I'm liking this idea of veggies mixed in with the scalloped potatoes, thanks for the idea!

I am also quite interested in how you reheat the ham. I also have found I do not like using thawed toupie hams for the same reason, weird texture and watery, yuk. So next time I see them on sale, I'm going to buy one and give this a try. I've been avoiding buying them because our family just doesn't eat much ham at any one time and without the option of freezing, it wasn't worth the purchase.

Aunt B said...

You're welcome Lyne. :) I'm glad I could provide you with some useful ideas.

Seren Dippity said...

Love the idea of mixing in different veggies. Basically though you only use salt and pepper to season the dish? I used to make a scalloped potato dish similar to this (excluding the additional veggies) that also had about 1/2 cup of diced green onion and some herbs.
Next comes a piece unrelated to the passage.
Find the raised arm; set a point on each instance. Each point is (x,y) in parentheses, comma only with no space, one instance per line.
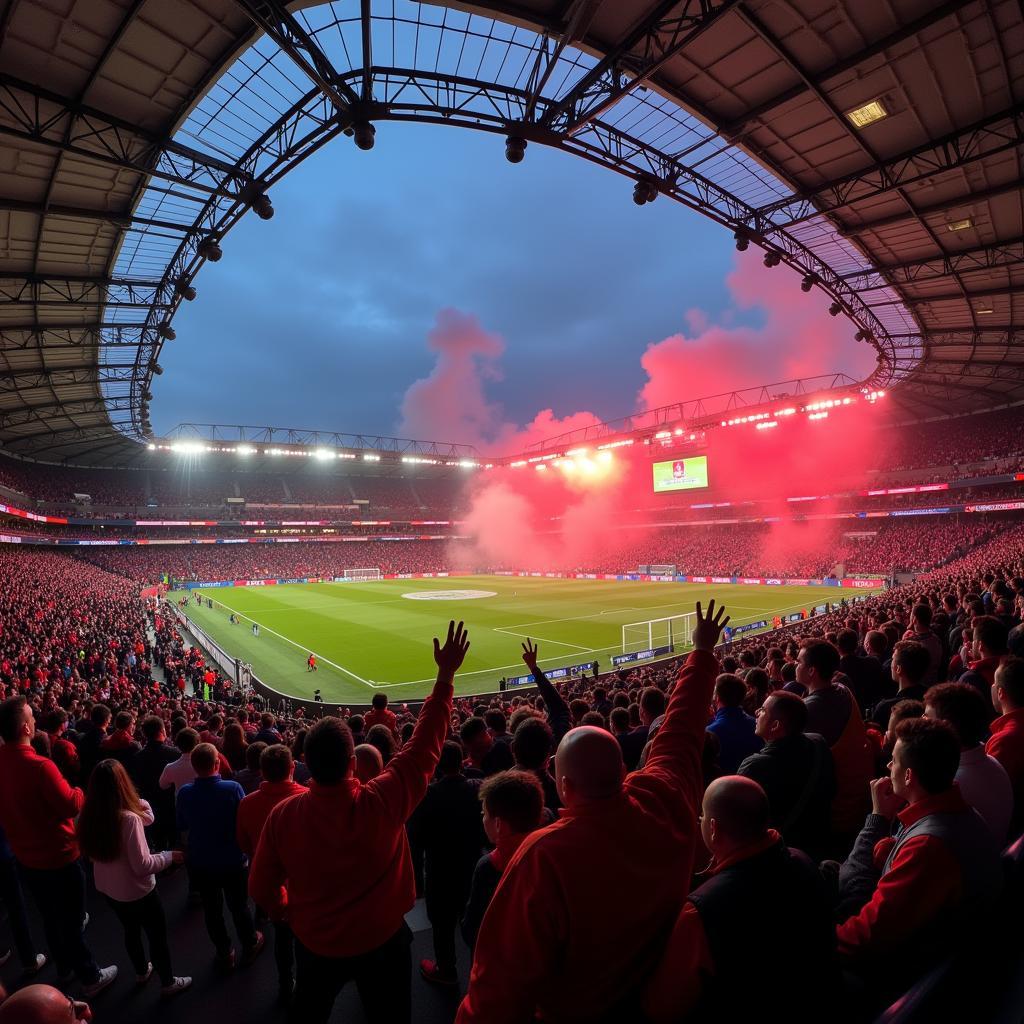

I didn't make it for years and when I tried to recreate it something is off. I can't find any notes in my recipe files or cookbooks. So I scanned the internet to see what a standard recipe is for scalloped potatoes. I have found that nobody knows the difference between scalloped and au gratin. Almost every recipe that I have found called Scalloped is full of cheese. Makes me want to _scream_. I thank you for not having cheese in your scalloped veggies. ;-D I'm about to give up on finding what herbs I used.

Aunt B said...

I use different seasonings in my scalloped veggies depending upon what I have on hand. Because it works so well with cream sauce, I often add nutmeg. Depending upon what vegetables you use, thyme and parsley often work well. If you're just using potatoes, using potatoes and cabbage, or potatoes and beets, dill can be a nice addition.

Culinarians differ between scalloped dishes and au gratin dishes in this way: A scalloped dish contains milk or cream, usually thickened with some sort of roux. A gratin contains cheese as well as milk or cream. In France a gratin is even more specific: It refers to a casserole cooked in a gratin dish (a shallow, oven proof, ceramic container, without a lid), made with a sauce which may or may not contain cheese, but always topped with a "crust" of cheese, sometimes mixed with breadcrumbs.

I hope this helps. :)

Tamika Rybinski said...

looks yummy, what an easy to follow tutorial! Thanks for sharing!
www.notimefortea.com

Aunt B said...

Thanks Tamika. I'm glad you found the tutorial easy to follow. I appreciate you taking the time to check it out.